Anneke wordt vrijdag 2 juli om 22.00 uur aangehouden. Het politierapport meldt: ‘Ze wordt terstond voorgeleid aan de hulpofficier van justitie’. Die rol is weggelegd voor hoofdinspecteur Papeveld.
De verdachte heeft dan een bekentenis afgelegd. Daarin verklaart ze onder meer: ‘Ik ben me ervan bewust dat ik Daan heb aangezet Frans te vermoorden’.
Haar lange verhaal laat zich in de volgende alinea’s samenvatten.
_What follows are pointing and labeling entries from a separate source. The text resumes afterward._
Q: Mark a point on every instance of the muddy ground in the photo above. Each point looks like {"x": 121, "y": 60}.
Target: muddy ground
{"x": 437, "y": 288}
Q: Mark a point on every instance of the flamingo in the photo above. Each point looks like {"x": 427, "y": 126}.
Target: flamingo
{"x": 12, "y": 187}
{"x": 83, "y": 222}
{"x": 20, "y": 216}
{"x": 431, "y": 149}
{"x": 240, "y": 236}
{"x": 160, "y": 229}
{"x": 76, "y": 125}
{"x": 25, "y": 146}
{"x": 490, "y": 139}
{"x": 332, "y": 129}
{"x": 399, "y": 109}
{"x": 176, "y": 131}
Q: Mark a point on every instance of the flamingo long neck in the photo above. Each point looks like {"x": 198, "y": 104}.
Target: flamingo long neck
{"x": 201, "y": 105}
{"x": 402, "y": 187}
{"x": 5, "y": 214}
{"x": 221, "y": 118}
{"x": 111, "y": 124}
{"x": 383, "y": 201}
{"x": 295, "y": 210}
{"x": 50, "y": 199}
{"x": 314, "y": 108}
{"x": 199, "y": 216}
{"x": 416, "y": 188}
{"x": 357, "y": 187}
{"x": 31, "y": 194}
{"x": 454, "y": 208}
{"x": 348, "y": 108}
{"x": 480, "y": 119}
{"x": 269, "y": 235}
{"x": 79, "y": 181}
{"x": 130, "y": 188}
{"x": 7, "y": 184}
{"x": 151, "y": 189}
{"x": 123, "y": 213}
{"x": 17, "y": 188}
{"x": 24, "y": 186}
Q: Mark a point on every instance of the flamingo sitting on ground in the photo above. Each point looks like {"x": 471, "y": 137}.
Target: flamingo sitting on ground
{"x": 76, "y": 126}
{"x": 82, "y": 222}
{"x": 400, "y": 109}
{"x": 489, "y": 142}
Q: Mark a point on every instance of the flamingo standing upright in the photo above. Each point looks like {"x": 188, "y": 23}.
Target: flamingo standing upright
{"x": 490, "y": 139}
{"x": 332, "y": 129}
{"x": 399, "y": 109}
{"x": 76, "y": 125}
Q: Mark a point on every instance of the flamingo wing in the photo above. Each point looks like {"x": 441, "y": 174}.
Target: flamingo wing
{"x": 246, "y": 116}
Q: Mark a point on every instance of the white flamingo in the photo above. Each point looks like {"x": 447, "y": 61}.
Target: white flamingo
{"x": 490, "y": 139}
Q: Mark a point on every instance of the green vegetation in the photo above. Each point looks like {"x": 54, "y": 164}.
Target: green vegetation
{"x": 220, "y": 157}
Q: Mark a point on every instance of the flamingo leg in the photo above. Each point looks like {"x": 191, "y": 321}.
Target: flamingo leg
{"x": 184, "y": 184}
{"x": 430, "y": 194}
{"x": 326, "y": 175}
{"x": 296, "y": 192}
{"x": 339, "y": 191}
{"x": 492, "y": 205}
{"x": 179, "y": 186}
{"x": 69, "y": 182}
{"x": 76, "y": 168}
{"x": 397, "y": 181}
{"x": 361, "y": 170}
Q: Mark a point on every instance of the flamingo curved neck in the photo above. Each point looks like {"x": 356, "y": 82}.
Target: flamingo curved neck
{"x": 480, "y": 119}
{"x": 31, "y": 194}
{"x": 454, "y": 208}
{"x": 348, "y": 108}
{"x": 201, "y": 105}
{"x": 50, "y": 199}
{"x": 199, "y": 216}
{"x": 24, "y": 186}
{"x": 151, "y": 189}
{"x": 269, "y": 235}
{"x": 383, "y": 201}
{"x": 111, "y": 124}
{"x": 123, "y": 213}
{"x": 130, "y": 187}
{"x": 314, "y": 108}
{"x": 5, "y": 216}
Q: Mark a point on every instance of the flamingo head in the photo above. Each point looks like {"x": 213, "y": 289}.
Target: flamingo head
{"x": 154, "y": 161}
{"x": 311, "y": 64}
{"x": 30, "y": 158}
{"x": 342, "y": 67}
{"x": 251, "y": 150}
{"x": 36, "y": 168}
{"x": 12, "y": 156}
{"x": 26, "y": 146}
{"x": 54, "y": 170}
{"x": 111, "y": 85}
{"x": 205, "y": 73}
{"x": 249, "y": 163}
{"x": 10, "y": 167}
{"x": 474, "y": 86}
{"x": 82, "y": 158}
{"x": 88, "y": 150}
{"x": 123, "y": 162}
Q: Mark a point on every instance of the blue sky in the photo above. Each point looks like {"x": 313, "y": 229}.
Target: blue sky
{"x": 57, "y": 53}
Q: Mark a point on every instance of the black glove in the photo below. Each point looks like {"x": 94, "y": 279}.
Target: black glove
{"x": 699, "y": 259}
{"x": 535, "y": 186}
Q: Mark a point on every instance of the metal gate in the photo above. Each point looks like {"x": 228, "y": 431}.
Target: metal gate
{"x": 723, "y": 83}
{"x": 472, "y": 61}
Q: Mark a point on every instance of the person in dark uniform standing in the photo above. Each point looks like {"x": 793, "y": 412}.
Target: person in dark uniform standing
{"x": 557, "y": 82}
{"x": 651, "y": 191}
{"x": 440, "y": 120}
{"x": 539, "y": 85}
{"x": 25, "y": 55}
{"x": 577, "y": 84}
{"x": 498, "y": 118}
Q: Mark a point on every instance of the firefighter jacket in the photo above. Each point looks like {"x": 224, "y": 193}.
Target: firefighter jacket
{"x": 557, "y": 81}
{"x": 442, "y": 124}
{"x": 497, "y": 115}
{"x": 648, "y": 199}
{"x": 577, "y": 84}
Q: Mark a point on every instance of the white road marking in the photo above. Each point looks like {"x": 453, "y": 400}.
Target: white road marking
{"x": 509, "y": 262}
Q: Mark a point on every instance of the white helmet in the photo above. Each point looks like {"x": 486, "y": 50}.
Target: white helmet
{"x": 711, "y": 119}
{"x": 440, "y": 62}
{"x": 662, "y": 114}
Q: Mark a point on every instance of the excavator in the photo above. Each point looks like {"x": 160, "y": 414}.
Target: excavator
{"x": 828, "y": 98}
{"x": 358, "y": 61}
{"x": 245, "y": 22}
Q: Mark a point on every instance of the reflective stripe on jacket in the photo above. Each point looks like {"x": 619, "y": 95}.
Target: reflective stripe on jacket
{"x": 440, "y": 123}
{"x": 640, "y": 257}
Als Frans in de gevangenis zit, gaat ze regelmatig op stap met zijn oudere broer Bert en diens makker Daan. Dat krijgt Frans na zijn ontsnapping te horen. Hij struint al snel als vanouds de Dordtse cafés af. De politie is in geen velden of wegen te bekennen.
Zijn kroegmaten jennen hem met zijn broer en Anneke. En die Daan, die kent hij toch goed? Nou, zíj dus ook.

Slaan en schoppen
Een week na zijn terugkeer, stomdronken en stoned, roept hij haar ter verantwoording. Op Annekes antwoord wacht Frans niet. Hij mept erop los. Dat slaan is hij in de gevangenis niet verleerd.
Het blijft niet bij die ene keer. In tegenstelling tot vroeger maakt hij het daags daarop niet meer goed. Het slaan wordt schoppen, tegen haar benen, in haar rug en buik. Soms zet hij een broodmes op haar keel.

Daan
**Het Vrije Volk, 5 juli 1976.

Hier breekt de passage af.